第十七話
全力で追いかけてココの肩を掴んで捕まえる。
「ちょっと待てよ」
「何ですか? 急いだ方が次の依頼を受ける時間が長くなりますよ」
「理屈はわかるけど、到着する前に疲れたら、どうするんだよ、ここから何時間かかかるんだろ?」
瞳孔の開いたココの目がだんだん普通に戻ってゆく。
「たしかに一理ありますね、交通機関を使うのにもお金がかなりかかりますからね」
それから数分後にココは息を切らし始めた。とんでもない量のアドレナリンが分泌されていそうだ。
これだけお金に執着があるのに、よく俺に色々買ってくれたな。それほど、回収できるお金も多いと思われているのかもしれないが。
俺が「守り」付きだと知った時の涙は、自分の投資が成功する可能性がたかまったからなのだろうか。
街並みはカフェのあった場所よりも豪奢ではないが、背の低い並の住宅街が続いていた。ただ色とりどりである点は変わらない。
街を歩く人の中にも亜人が混じるようになってきた。
「この国は、地域によって亜人の多さが違うんだな」
「……そうですね。あまり良いことだとは言えませんが、中心になればなるほど人間の方が多くなるのがこの国の特徴です」
「それはやっぱり差別とか、なのか?」
「差別というよりかは恐怖、でしょうか数十年前まで我々は種族同士でかなり争ってましたから。もともと人間の国だったメトカーフ王国では自然とそうなってしまうのです」
日本にも似たようなところはあるかもしれない。
グダグダと取り止めもないことを話しながら歩いていると、周りが牧場や田畑に変わり始めた。大きな川も見える。あそこから水を引っぱってきているのだろう。
牧場では見たこともないような生物が飼育されている。
久しぶりの、のどかな雰囲気に思わずため息が出た。気温は程よく暖かく、涼しい風が頬を撫でていく。

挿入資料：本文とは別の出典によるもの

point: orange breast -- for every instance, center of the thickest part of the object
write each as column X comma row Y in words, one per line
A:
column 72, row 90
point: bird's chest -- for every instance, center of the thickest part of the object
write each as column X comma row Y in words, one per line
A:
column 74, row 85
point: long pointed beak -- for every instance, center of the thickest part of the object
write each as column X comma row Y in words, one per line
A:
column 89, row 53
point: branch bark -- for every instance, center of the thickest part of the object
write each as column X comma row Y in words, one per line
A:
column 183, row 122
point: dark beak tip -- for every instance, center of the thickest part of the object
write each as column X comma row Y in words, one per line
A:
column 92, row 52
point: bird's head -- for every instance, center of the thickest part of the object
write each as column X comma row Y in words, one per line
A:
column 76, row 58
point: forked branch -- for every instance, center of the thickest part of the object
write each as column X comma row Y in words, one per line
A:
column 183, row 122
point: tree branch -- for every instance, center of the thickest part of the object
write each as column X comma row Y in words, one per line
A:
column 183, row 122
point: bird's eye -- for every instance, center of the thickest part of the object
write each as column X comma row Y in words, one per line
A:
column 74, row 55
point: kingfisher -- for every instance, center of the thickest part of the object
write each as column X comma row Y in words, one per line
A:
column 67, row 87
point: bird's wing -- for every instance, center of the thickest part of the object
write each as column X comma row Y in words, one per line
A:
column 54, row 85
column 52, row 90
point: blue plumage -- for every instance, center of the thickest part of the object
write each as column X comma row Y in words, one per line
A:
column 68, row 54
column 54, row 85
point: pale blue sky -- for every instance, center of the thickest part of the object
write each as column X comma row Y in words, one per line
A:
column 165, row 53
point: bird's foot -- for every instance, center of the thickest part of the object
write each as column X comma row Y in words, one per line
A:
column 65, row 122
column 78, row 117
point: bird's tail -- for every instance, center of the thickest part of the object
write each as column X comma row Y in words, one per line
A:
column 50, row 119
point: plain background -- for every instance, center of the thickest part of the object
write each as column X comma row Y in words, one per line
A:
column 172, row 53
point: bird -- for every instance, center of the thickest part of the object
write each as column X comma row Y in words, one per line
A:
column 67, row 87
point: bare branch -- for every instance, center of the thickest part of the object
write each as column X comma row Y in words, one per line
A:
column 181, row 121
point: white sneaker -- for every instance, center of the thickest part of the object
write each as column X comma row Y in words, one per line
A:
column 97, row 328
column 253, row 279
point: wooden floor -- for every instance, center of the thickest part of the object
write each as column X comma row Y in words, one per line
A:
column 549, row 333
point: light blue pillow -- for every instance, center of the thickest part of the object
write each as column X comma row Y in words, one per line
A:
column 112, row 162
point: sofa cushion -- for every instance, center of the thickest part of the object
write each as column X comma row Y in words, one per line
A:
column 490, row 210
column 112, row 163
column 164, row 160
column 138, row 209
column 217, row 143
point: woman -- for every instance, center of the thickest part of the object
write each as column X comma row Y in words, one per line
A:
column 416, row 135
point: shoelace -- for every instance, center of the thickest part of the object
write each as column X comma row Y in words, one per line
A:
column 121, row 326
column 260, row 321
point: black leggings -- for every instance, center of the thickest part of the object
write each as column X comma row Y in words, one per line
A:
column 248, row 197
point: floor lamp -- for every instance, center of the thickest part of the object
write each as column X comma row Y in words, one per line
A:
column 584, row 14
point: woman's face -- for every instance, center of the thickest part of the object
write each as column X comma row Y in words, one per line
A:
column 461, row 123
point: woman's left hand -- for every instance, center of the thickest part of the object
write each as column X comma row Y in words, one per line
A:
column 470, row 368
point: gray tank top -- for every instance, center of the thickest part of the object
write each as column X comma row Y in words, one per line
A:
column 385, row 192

天に浮かぶこの恒星も太陽と呼ばれているみたいだった。
そこから休憩を交えながら歩いていくとかなり高い山が見えた。幼い頃に見た富士山くらいの威圧感はある。
「あれがケルシャ山ですね。あそこには伝説の生き物がいて、周りの生物達を治めているという伝説があるとかないとか」
「ふーん」
どの世界にも民間伝承みたいなものはあるのだろう。
ぽつぽつと、小さな家々が見え始めた。石造、木造、ばらばらだ。
山の麓だからだろうが、坂が多い。
「村長の家はどこだろうな」
「それは村民に聞いたほうが早いでしょうね」
畑仕事をしている黒く肌の焼けた、30代ぐらいの男の人に俺達は声をかけた。短髪と白い歯を見せる笑顔が特徴的だ。赤い紋様の入った白い上着を着て、黒の長ズボンを履いている。長靴がよく似合っている。
「どうした、旅人さんかい?」
渋い声だ。ネットの世界では「イケボ」なんて言われる部類の声だ。
「いや、冒険者ギルドからきました」
「そうかいそうかい! シープローチの件だな?」
俺が頷くと、男は白い歯を見せて笑った。
「きてくれてありがとう。歓迎するよ。私の名前はグルード、よろしくな」
「「よろしくおねがいします」」
俺達は二人で頭を下げる。グルードさんは畑から出てくると、その足で村長のいる家へ案内してくれた。
「この村は農村でね、メトカーフ王国の食糧の一割を担っているんだ」
「それはすごいですね」
この国がどれぐらいの大きさなのかはわからないが、国の一割の食糧を一つの村が担っているというのはとてつもないことではないだろうか。
「ありがとう。だからこそ、農業に頼り切っているからこそ、シープローチに荒らされたら一大事なんだ」
まるで自分自身なことなようにグルードさんは表情をコロコロと変えた。
シープローチは農作物を食い荒らしてしまうのだろう、日本でいうところの猪のような存在だろうか。
戦闘を仕事にしていない村民達のレベルが高いわけがない。シープローチにされるがままになるしかないのだろう。だからこそ冒険者ギルドに依頼を出したんだ。
「俺たちも全力を尽くします」
「はっはっは、期待してるよ」
そう言って俺の背中を叩いた。
村長の家は村長らしく周りよりも二回りくらい大きい、ドーム状の建物にあった。雪の、
かまくらみたいな形をしている。色は全体的に灰色だ。
両開きの扉の前に立って、グルードさんは設置されている魔石に手をふれた。
鈴を鳴らしたような音が響く。
扉が開くと、中からはメイド服に身を包んだ20代前半くらいの女性が出てきた。
「ショーレム村長に何か御用でございますか?……あら、グルード様ですね。そちらのお二人は?」
「ああ、冒険者のお二人だ」
「繰原匡です」
「ココと言います」
ココは冒険者ではないが、わざわざ説明することではないだろう。
「私はメイドのルイと言います。いごお見知り置きを、ではこちらへ」
メイド服を着た女の子が客引きをしているのを見たことがあるが、本物のメイドは初めて見た。
俺はルイさんの案内で村長宅に足を踏み入れた。